The shorts are targeting one of Wall Street’s best known short sellers.

Bearish investors have piled on bets against a reinsurer started by hedge fund manager David Einhorn as the company’s losses climbed. Short interest on Greenlight Capital Re Ltd., or bets that the stock will drop, climbed to the highest since 2009, at 5.4 percent of shares outstanding, according to Dec. 15 data compiled by Bloomberg and Markit Ltd. Short sellers are also targeting Dan Loeb’s Third Point Reinsurance Ltd., holding 3 percent of shares outstanding, compared with an average of 0.6 percent since the start of 2014.

The money managers helped build the reinsurers and took them public years ago, partly to expand their investment portfolios. But the firms also created a trading opportunity for short sellers who are seeking to guard against losses in their hedge fund holdings, Ken Billingsley, an analyst at Compass Point Research & Trading, said by phone. And investors who bet against the stocks lately are glad they did, as the companies have been pressured by both faltering investments and insurance underwriting losses.

“The way the model is intended to work has not worked out in their favor,” Billingsley, who has a buy rating on Third Point Re, said of the reinsurers. “It’s a double whammy. You’re losing money on the assets-and-investing side of the portfolio. You’re losing money on the risk-taking, the insurance side of the business. It’s obviously not conducive to generating good returns for shareholders.”

Consol, Gold

Einhorn made his fame as a short seller by betting against lender Allied Capital Corp. for years and then Lehman Brothers Holdings Inc. before the investment bank’s 2008 collapse. Now his main hedge fund is poised to post only its second losing year in almost two decades, after dropping 21 percent through November on losses tied to SunEdison Inc., Consol Energy Inc., Micron Technology Inc. and gold.

Greenlight Re, which counts on Einhorn to oversee investments, has plunged 45 percent this year to close at $18 Tuesday. That compares with $19 a share in the Cayman Islands- based company’s initial public offering in 2007. Brian Ruby, a spokesman for Greenlight Re at ICR, and Third Point Re’s Manoj Gupta declined to comment.

Loeb’s reinsurer is down 6.5 percent since Dec. 31 after slumping 22 percent in 2014. The Bermuda based-company just had its worst period since its 2013 IPO as the third-quarter loss widened to $195.7 million from $6 million.

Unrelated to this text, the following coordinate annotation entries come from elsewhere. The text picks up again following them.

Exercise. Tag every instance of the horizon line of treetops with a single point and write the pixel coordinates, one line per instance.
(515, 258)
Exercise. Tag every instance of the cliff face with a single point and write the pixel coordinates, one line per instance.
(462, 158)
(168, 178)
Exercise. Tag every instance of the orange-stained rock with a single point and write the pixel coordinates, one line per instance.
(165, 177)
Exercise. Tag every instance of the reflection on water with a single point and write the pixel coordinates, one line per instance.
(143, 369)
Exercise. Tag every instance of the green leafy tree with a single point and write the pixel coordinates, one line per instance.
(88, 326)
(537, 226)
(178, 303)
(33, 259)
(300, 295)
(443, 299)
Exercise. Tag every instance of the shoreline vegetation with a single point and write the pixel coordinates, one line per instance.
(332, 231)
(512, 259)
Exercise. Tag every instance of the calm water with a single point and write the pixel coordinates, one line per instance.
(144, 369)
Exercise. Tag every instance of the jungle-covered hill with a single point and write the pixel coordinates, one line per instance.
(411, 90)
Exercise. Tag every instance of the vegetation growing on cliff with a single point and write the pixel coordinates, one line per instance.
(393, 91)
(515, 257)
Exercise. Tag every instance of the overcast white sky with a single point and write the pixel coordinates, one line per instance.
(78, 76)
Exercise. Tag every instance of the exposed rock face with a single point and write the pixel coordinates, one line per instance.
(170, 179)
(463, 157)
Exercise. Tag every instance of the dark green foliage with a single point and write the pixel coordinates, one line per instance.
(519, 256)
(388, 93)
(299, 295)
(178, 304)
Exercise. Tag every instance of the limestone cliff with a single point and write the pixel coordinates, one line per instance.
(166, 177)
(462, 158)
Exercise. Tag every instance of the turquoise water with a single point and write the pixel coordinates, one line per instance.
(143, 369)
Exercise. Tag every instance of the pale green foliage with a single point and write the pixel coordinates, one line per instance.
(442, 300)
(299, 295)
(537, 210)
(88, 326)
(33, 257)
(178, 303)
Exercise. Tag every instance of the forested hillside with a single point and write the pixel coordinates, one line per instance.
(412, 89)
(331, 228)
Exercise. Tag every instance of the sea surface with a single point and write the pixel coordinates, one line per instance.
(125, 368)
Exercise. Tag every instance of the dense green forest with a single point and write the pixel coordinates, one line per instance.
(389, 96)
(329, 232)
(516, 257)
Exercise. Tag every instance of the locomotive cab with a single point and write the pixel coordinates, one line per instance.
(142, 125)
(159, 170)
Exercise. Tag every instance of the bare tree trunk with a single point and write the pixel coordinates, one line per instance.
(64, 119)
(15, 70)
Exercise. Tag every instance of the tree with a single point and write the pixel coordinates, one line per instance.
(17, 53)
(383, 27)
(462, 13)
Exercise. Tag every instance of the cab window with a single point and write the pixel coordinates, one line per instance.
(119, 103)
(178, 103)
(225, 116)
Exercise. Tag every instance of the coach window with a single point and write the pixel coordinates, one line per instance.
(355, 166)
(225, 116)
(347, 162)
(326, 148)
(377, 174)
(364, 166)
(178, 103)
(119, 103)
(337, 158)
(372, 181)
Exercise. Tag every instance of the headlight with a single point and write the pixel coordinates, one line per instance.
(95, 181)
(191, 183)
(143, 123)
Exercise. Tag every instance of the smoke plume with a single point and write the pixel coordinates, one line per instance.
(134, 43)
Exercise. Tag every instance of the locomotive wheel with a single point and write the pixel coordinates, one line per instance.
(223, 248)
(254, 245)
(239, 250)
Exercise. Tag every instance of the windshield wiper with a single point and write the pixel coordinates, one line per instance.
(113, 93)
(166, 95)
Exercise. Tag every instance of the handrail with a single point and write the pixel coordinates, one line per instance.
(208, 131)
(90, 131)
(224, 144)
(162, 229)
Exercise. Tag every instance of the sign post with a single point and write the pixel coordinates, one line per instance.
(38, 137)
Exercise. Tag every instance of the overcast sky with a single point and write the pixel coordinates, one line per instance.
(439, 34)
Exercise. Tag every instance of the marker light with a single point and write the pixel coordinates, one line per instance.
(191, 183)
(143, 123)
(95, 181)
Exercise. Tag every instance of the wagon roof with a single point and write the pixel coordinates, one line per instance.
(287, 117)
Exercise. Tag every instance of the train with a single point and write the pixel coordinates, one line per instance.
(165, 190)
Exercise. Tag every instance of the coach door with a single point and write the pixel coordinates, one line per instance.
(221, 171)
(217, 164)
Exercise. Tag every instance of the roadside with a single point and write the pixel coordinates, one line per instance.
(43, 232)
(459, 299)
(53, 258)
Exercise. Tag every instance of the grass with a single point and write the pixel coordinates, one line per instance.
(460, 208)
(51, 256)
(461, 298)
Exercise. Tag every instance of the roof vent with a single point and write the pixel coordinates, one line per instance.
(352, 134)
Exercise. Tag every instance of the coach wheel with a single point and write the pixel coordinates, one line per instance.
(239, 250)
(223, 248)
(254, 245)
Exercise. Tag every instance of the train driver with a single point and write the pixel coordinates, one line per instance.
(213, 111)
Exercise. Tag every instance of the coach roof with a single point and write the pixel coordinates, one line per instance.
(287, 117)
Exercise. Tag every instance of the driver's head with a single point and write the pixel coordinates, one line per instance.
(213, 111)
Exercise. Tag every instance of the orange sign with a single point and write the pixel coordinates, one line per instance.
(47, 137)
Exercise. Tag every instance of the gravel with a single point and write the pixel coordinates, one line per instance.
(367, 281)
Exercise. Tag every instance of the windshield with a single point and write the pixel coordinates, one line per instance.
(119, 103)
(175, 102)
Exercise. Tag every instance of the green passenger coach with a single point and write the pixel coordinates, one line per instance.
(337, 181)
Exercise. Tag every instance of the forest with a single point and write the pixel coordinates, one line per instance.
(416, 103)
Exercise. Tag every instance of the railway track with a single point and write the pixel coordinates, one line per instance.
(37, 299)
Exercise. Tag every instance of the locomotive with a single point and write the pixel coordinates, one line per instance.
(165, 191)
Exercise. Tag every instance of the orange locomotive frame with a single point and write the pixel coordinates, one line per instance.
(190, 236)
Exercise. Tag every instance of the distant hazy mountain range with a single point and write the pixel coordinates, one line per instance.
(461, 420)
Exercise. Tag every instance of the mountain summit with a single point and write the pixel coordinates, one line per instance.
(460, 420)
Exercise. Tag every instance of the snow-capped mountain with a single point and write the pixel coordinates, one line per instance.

Third Point Re was hurt in recent months by declines of holdings including Yum! Brands Inc., the owner of the KFC, Pizza Hut and Taco Bell chains. Loeb, who’s known for activist campaigns that push corporate boards and chief executive officers to realign their firms, has recently been citing his bets that some stocks will fall. He said in November that he has more short wagers on individual companies than long ones as some firms have gotten sloppy with accounting practices.

Investors who trade the reinsurers’ stocks could be at risk if they think they’re getting a simple route to bet on a gain or loss in the affiliated hedge funds, said Brian Jacobsen, chief portfolio strategist at Wells Fargo Advantage Funds.